Japan's cause was dealt a serious blow when Endo was given his marching orders after brushing past Mohamad Salmeen, who went down clutching his face.

But the defending champions, severely weakened by injuries and Olympics call-ups, hit back after the break when Nakata rose at the near post to head in a corner.

Tamada was given space to rifle a right-footed shot past Ali Saeed just minutes later.

Bahrain pressed their man advantage with Mohamad Al Wadaei setting up A'ala Hubail for his fifth of the tournament with just 20 minutes to go.

Substitute Nasser, the Bahraini league's top-scorer, notched his second of the campaign to spark joy on the Gulf team's bench with five minutes to go.

However, the celebrations proved premature as defender Nakazawa put his diving header past Saeed with just seconds remaining of normal time.

Bahrain, playing in just their second Asian Cup, were also reduced to ten men when Al Wadaei was red-carded for a foul on Nakamura in extra-time.


China down Iran to make first Asian Cup final in 20 years

August 3, 2004

BEIJING (AFP) - China squeezed through to their first Asian Cup final in 20 years, downing 10-man Iran in a dramatic penalty shootout to set up a mouthwatering showdown against arch rivals Japan.

In a nailbiting finish, Chinese goalkeeper Liu Yunfei proved the hero, blocking a spot kick by Yahya Golmohammadi to send the hosts through 4-3 after the game ended 1-1 after extra time.

China were striving to beat Iran for the first time in a decade, and it is an indication of how far they have come under Dutch coach Arie Haan that they have managed it.

They are now unbeaten in 19 games stretching back to December 2003.

But China were made to fight, failing to capitalise on Iranian defender Sattar Zare's dismissal early in the second half for shoving midfield dynamo Shao Jiayi on the chest.

And they were on the verge of defeat when Zhao Junzhe missed the target in the penalty shootout before Eman Mobati did the same to put the two teams back level, leaving Liu to save the day.

China opened the scoring in the 19th minute when Shao broke down the middle and fed a ball through to the ever dangerous Hao Haidong.

The veteran centre forward shook off a challenge before squaring the ball back to Shao who made no mistake from 12 metres out.

The host nation suffered a setback six minutes later when Hao was stretchered off after colliding with Iranian goalkeeper Ebrahim Mirzapour.

He left the pitch covered in blood from a head injury, opening the door for Manchester City's Sun Jihai, itching for match time after spending most of the tournament on the bench.

Sun took up position in attack and rather than sit in their haunches China pressed forward.
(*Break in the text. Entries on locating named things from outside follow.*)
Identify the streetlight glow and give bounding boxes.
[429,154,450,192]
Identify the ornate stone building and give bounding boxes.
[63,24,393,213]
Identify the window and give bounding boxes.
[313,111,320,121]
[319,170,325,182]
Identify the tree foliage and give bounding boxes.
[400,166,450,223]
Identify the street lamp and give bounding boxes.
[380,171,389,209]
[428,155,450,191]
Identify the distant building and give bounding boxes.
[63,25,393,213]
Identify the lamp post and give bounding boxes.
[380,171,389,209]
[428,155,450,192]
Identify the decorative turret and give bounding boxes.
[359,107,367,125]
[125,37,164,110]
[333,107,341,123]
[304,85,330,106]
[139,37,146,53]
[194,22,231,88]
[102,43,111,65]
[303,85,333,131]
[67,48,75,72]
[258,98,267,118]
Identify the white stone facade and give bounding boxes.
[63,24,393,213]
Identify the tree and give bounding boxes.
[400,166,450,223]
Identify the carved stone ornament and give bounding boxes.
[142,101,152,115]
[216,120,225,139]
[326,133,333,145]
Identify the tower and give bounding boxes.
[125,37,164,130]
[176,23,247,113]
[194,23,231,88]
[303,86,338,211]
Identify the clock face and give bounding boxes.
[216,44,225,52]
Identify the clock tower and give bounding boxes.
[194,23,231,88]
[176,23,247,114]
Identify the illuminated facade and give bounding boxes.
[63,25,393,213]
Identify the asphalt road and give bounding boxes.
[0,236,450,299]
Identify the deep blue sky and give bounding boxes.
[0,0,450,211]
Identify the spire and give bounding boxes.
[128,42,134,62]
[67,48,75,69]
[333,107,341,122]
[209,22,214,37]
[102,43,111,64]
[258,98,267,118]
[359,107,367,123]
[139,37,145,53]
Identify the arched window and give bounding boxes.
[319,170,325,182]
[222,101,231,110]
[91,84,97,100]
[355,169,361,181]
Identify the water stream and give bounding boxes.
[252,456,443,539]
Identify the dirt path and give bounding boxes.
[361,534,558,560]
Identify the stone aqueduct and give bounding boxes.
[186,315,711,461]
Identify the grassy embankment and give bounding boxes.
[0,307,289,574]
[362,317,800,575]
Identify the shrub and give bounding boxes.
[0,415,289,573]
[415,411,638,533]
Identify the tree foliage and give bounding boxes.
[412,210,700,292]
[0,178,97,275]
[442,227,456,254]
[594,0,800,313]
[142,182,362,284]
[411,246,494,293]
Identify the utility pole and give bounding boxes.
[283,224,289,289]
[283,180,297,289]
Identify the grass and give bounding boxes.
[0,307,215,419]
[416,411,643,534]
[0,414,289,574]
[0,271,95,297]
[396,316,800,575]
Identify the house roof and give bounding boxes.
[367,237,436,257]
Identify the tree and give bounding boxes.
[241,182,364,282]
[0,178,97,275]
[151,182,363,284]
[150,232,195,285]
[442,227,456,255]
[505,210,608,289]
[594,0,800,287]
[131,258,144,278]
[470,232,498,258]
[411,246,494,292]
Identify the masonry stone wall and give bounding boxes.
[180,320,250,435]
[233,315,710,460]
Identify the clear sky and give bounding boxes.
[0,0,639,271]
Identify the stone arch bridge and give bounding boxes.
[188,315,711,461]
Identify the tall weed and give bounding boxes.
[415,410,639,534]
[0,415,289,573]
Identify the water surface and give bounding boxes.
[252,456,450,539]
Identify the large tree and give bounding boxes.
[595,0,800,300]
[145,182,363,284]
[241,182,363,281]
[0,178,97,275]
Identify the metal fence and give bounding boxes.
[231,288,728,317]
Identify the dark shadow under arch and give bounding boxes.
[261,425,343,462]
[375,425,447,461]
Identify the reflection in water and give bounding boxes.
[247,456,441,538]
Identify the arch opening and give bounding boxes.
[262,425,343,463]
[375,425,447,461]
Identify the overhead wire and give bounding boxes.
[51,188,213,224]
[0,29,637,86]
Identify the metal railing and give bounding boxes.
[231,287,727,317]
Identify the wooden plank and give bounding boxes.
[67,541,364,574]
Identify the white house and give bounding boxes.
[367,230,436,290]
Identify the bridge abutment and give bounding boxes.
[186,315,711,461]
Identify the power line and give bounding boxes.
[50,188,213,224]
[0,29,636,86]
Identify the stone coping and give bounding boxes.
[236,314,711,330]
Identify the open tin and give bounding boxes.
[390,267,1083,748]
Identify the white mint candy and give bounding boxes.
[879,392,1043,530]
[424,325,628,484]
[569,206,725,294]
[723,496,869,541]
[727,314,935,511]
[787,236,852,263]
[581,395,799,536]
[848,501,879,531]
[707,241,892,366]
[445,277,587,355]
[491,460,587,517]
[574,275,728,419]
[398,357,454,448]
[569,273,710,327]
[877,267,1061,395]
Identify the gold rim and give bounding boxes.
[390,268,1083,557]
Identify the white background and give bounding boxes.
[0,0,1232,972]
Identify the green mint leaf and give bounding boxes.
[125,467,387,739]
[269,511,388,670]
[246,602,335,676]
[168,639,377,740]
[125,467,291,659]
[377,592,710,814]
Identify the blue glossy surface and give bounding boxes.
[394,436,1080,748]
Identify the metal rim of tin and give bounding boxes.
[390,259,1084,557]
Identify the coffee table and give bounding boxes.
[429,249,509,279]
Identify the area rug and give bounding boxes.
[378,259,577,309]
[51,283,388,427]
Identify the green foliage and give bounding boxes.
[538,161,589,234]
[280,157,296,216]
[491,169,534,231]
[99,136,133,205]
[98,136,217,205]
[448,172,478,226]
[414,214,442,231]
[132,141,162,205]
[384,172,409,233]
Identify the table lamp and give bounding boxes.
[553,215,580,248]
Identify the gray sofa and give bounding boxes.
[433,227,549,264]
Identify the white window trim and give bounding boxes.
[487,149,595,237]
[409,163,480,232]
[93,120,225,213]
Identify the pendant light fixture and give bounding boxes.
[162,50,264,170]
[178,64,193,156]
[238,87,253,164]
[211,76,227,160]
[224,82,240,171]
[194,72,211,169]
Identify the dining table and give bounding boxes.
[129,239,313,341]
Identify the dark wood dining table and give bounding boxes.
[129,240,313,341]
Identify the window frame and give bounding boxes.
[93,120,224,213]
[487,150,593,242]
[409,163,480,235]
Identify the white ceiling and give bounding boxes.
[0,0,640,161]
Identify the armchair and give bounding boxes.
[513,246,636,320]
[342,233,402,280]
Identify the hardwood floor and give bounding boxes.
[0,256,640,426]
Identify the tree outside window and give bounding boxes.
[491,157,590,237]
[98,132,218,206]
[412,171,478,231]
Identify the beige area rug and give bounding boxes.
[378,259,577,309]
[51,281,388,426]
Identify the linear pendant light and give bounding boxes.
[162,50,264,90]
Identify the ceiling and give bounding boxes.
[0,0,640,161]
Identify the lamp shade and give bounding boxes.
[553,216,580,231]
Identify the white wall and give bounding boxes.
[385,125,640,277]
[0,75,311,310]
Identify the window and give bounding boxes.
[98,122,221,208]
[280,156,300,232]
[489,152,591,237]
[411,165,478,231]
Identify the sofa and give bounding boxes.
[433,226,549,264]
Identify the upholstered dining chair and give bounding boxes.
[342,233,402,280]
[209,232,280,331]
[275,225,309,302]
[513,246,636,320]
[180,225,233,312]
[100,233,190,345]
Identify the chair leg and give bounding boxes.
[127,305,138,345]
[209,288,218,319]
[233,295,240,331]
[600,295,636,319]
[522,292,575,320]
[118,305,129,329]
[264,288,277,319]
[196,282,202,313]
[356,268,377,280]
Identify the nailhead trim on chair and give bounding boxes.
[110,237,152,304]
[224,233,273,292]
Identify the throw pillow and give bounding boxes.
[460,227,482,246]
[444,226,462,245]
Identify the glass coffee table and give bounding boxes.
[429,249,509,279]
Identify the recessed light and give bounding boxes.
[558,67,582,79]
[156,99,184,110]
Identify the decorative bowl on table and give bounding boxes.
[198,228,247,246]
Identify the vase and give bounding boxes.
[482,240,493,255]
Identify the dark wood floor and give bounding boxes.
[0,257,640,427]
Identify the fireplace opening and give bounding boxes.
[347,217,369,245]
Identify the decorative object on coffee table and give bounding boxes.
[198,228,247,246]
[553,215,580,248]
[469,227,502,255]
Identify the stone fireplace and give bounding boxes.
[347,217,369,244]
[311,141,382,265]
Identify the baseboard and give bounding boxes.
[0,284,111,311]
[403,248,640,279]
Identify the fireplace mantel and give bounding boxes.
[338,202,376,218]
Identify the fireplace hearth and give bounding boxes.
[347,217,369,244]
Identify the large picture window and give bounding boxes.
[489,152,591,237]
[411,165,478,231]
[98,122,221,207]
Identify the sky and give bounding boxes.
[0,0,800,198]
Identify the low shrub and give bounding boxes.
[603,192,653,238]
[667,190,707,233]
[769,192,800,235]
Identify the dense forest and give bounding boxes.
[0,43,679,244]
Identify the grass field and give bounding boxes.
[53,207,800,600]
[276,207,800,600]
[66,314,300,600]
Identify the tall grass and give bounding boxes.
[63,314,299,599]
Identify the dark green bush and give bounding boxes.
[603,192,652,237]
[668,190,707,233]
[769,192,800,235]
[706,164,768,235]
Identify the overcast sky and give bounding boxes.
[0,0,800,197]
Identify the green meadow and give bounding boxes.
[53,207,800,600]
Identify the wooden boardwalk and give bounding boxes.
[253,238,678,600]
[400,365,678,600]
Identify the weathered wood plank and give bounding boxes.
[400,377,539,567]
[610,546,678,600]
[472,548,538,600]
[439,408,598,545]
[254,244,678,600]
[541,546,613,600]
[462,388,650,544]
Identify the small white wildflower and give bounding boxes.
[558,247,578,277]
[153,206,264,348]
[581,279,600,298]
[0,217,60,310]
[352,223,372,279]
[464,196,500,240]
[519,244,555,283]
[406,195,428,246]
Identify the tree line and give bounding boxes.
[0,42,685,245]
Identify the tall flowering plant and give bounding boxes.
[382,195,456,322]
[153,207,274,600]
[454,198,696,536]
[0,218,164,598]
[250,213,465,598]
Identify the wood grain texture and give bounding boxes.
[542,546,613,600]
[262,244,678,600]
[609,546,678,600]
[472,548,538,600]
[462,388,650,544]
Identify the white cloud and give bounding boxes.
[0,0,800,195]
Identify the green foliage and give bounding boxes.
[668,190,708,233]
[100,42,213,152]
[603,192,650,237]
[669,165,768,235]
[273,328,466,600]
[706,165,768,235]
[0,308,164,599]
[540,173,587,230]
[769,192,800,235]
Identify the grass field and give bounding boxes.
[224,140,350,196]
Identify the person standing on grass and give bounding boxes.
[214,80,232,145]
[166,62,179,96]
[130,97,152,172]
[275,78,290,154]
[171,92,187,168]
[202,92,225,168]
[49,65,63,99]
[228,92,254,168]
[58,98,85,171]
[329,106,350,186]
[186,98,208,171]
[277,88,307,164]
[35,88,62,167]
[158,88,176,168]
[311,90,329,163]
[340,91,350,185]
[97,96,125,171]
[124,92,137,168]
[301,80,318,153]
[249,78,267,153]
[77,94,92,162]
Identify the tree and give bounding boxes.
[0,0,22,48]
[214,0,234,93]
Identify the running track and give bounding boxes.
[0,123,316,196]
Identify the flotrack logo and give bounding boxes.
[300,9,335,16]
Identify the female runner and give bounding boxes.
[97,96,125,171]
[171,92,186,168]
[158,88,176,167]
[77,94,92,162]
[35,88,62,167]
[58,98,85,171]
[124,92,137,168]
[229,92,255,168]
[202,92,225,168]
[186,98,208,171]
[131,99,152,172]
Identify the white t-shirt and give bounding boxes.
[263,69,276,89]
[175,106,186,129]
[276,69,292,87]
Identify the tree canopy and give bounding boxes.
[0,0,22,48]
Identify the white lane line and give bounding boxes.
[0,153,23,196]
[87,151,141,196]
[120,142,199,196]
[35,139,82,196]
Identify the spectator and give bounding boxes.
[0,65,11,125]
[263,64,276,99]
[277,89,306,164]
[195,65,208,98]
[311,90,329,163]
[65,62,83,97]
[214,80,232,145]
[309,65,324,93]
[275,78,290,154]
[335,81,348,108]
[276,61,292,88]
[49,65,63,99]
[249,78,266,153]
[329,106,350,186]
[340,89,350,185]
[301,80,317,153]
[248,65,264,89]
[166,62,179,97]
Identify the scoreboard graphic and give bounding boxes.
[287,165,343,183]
They could have had a second with 28 minutes on the clock when captain Li Weifeng's powerful header grazed the crossbar.

But Iran have shown they are not a team to roll over, staging a remarkable turnaround from their early tournament troubles that saw three players suspended for fighting and stamping against Oman.

And Sayyed Alavi brought them level seven minutes from the break, sidefooting past keeper Liu from 25 yards after picking up a pass from Ali Karimi, Iran's hat-trick hero against South Korea .

Iran though saw their hopes dealt a setback soon after the second half started when Sattar Zare was given his marching orders.

The 22-year-old was so distraught he left the pitch in tears.

In a pulsating second 45 minutes, China made the most of the man advantage, dominating midfield but lacking the final killer touch.

And Iran came close to taking the spoils in the last minute of full time, Ali Badavi skewing a shot wide with just Liu to beat.

China's Li Jinyu had a chance for his own moment of glory seconds later but he skied his effort over the Iranian bar from close range.

Earlier, Sayyed Alavi, who had been substituted, was sent off the bench for arguing.

Japan earlier beat Bahrain 4-3 after extra time in Jinan.